- From: Olaf Hartig <hartig@informatik.hu-berlin.de>
- Date: Thu, 12 May 2011 13:32:54 +0200
- To: public-prov-wg@w3.org
Hey Iker, On Thursday 12 May 2011 10:10:21 Iker Huerga wrote: > [...] > Regarding processing step 2, I think that Olaf's suggestion of making > ex:prov a Named Graph containing provenance information would be the > best option. In my honest opinion, I am not a provenance expert, > provenance information shouldn't be added to the HTTP payload, this > could cause a network overhead . In the Web scenario there will be > agents requesting either for provenance information or not. That's exactly the kind of questions we should discuss in the "Provenance Access and Query Task Force". You find a first outline of the different possibilities to make provenance information available on the Web, including pros and cons, in Section 6 of the Provenance XG Final Report [1]. > If the approach, as I read in the "Guide to the Provenance Vocabulary", > is to extend tools for automatically publishing provenance information, > I would recommend that these tools generate a different graph for > provenance information for each prv:DataItem.
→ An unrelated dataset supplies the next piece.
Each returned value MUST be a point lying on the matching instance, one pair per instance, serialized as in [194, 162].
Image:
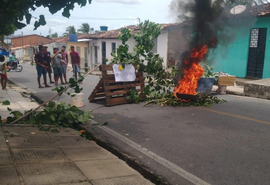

I will give an example > extending processing step 2. > > being exf1= http://example.org/f1/ and ex=http://example.org/ > > exf1:prov rdf:type dcterms:ProvenanceStatement; > rdf:about > ex:f1. # I really do not know > whether rdf:about can be used No, it can't. rdf:about is nothing that can be used as a predicate in RDF data. Instead, it is an XML attribute that is part of the RDF/XML syntax with which you can serialize a set of RDF triples. > ex:f1 rdf:type prv:DataItem; # in > this context or not. In that case sioc:about could sioc:about is an option. Greetings, Olaf [1] http://www.w3.org/2005/Incubator/prov/XGR-prov/ > prv:createdBy [rdf:type prv:DataCreation; # be used instead > prv:usedData ex:d1; > prv:performedBy ex:gov ] . > > Thus, agent could automatically retrieve provenance information if > necessary just requesting resource's URI plus prov, for instance. > > What do you think about this approach? Is it a misconception by myself? > > Best Regards.